Avrova S V, Borovikov Y S, Efimova N N, Chacko S
Laboratory of Molecular Mechanisms of Cell Motility, Institute of Cytology, Russian Academy of Sciences, St.-Petersburg.
FEBS Lett. 1998 Jul 3;430(3):266-8. doi: 10.1016/s0014-5793(98)00675-9.

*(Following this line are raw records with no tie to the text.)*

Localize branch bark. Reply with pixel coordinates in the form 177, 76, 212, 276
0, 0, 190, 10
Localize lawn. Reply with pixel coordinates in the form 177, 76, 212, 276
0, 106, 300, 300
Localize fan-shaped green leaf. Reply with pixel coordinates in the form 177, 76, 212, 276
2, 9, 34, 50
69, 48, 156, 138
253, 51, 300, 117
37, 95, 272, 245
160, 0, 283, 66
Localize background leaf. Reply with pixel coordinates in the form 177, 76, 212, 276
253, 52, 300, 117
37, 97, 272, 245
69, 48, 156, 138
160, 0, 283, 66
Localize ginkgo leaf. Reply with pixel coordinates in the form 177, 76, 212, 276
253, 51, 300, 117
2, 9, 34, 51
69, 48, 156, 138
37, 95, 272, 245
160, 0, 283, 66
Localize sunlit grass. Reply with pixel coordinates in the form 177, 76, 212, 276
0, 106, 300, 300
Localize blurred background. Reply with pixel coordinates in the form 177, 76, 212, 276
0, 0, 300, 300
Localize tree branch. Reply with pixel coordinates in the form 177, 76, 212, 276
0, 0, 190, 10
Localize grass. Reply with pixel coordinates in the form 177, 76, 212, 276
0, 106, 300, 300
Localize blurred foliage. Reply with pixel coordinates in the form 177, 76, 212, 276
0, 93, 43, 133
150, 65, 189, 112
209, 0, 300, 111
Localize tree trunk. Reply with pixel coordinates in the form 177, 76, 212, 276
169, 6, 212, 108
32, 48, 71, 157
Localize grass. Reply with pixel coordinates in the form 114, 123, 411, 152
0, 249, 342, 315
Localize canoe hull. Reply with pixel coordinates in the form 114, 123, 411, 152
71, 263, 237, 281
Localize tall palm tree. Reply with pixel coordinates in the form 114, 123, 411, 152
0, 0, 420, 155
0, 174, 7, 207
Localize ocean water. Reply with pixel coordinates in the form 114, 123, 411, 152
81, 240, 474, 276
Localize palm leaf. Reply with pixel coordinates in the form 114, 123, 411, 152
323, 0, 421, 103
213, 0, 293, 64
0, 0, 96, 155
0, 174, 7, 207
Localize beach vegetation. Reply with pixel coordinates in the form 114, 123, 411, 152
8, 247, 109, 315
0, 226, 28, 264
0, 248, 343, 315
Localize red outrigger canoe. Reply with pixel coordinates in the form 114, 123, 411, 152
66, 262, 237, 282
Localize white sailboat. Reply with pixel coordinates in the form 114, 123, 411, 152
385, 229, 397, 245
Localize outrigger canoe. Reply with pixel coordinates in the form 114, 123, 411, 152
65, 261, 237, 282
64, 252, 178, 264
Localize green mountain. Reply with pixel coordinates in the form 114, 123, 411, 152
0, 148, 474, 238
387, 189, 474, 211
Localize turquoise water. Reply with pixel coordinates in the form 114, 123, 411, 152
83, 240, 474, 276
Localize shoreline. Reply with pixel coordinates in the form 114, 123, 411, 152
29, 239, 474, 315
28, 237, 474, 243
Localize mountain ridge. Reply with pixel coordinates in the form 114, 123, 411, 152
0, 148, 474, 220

The effect of Ca2+ on conformational changes in rhodamine-phalloidin-labeled F-actin induced by binding of smooth muscle heavy meromyosin (HMM) with either phosphorylated or dephosphorylated regulatory light chains (LC20) was studied by polarized fluorimetry. LC20 phosphorylation caused alterations in the F-actin structure typical of the force-producing (strong-binding) state, while dephosphorylation of the chains led to alterations typical of the formation of non-force-producing (weak-binding) state of the actomyosin complex. The presence of Ca2+ enhanced the effect of LC20 phosphorylation and weakened the effect of LC20 dephosphorylation. These data suggest that Ca2+ modulates actin-myosin interaction in smooth muscle by promoting formation of the strong-binding state.

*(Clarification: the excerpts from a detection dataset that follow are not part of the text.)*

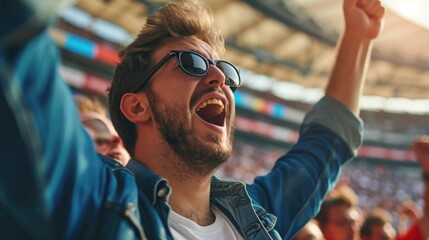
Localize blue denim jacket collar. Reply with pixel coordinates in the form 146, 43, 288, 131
126, 159, 171, 205
126, 159, 280, 239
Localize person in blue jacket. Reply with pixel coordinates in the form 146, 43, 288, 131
0, 0, 384, 239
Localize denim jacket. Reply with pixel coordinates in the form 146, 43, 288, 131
0, 0, 362, 240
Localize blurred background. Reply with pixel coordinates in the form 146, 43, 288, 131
55, 0, 429, 227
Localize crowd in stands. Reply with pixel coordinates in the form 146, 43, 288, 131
217, 138, 423, 229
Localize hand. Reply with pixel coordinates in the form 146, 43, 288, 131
413, 136, 429, 173
343, 0, 385, 39
399, 201, 421, 222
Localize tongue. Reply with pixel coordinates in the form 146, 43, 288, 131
197, 104, 224, 126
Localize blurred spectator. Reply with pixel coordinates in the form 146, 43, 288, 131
315, 185, 361, 240
360, 208, 396, 240
292, 220, 325, 240
75, 95, 130, 165
392, 136, 429, 240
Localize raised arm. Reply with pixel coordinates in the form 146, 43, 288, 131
326, 0, 384, 114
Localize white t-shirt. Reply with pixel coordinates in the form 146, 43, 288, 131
168, 205, 243, 240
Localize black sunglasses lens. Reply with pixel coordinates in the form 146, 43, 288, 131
216, 61, 240, 89
180, 52, 208, 77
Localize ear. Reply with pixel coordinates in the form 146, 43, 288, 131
121, 93, 151, 123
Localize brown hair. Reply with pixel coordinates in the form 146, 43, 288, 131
109, 0, 225, 156
360, 208, 392, 237
315, 193, 354, 227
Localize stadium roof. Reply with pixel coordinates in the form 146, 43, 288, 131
72, 0, 429, 104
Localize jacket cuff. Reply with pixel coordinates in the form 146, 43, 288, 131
301, 96, 363, 155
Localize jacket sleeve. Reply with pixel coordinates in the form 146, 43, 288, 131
247, 97, 363, 239
0, 0, 109, 239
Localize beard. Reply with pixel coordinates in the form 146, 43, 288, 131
146, 89, 234, 176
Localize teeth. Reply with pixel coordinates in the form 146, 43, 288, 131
197, 98, 225, 116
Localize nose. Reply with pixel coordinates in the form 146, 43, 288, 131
110, 136, 122, 148
202, 60, 225, 88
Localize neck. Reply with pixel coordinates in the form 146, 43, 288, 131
167, 172, 215, 226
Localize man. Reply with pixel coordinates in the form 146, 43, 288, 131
0, 0, 384, 239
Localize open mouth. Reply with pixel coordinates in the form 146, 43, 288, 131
196, 98, 225, 126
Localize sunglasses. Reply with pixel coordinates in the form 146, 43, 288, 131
135, 51, 241, 92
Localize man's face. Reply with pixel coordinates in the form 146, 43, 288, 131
322, 205, 359, 240
146, 38, 235, 175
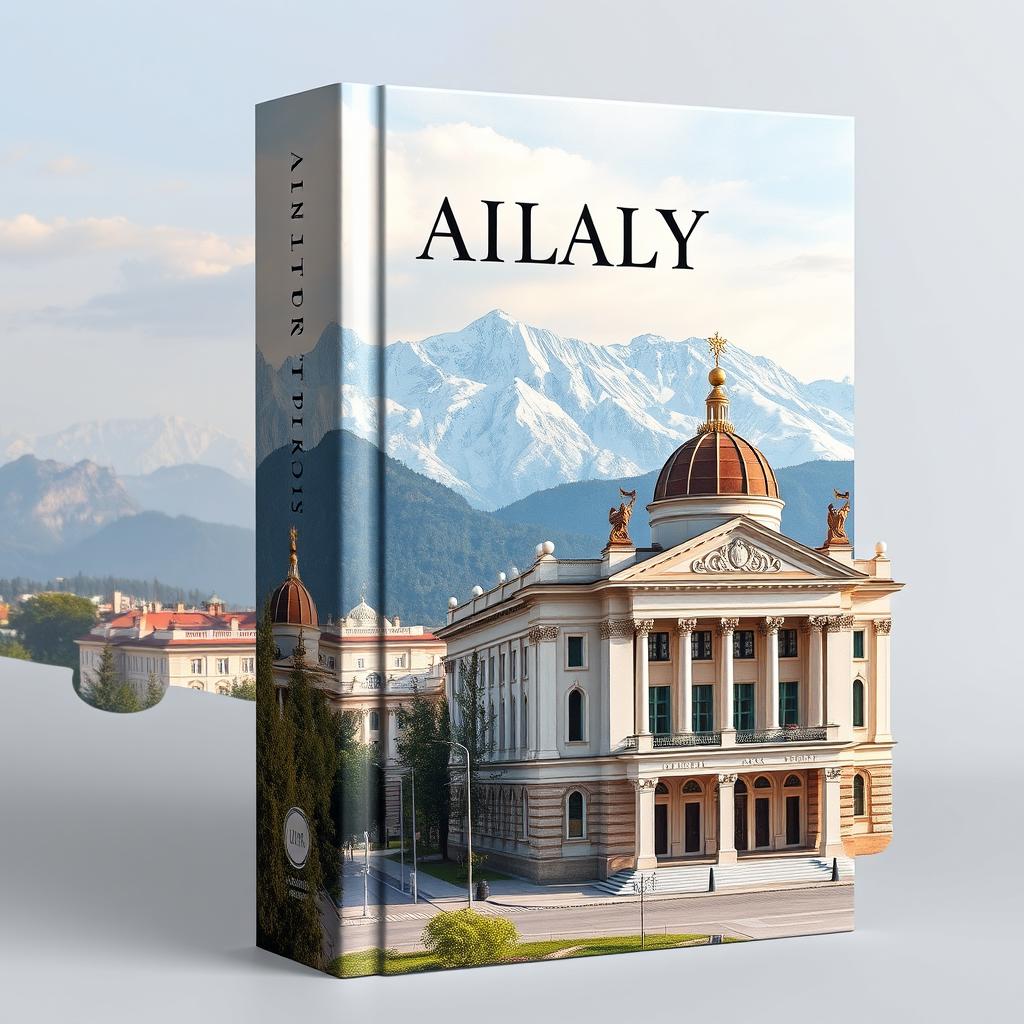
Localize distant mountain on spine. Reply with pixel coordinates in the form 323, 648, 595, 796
257, 310, 853, 509
0, 416, 255, 479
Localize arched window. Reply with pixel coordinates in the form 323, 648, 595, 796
569, 689, 586, 743
853, 772, 867, 818
853, 679, 864, 729
565, 790, 587, 839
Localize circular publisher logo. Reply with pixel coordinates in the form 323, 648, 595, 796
285, 807, 309, 867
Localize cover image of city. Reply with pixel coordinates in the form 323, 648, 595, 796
249, 90, 901, 977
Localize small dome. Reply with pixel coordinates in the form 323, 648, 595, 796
270, 577, 319, 627
654, 430, 778, 502
270, 526, 319, 629
345, 597, 380, 626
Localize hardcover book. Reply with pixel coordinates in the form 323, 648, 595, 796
256, 85, 901, 977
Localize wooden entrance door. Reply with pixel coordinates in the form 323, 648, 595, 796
654, 804, 669, 857
785, 796, 800, 846
683, 800, 703, 853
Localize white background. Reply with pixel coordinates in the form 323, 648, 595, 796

通过偏振荧光法研究了Ca2+对平滑肌重酶解肌球蛋白(HMM)与磷酸化或去磷酸化调节轻链(LC20)结合诱导的罗丹明-鬼笔环肽标记的F-肌动蛋白构象变化的影响。LC20磷酸化导致F-肌动蛋白结构发生变化,这是产生力的(强结合)状态的典型特征,而轻链去磷酸化则导致肌动球蛋白复合物形成非产生力的(弱结合)状态的典型变化。Ca2+的存在增强了LC20磷酸化的作用,并减弱了LC20去磷酸化的作用。这些数据表明,Ca2+通过促进强结合状态的形成来调节平滑肌中的肌动蛋白-肌球蛋白相互作用。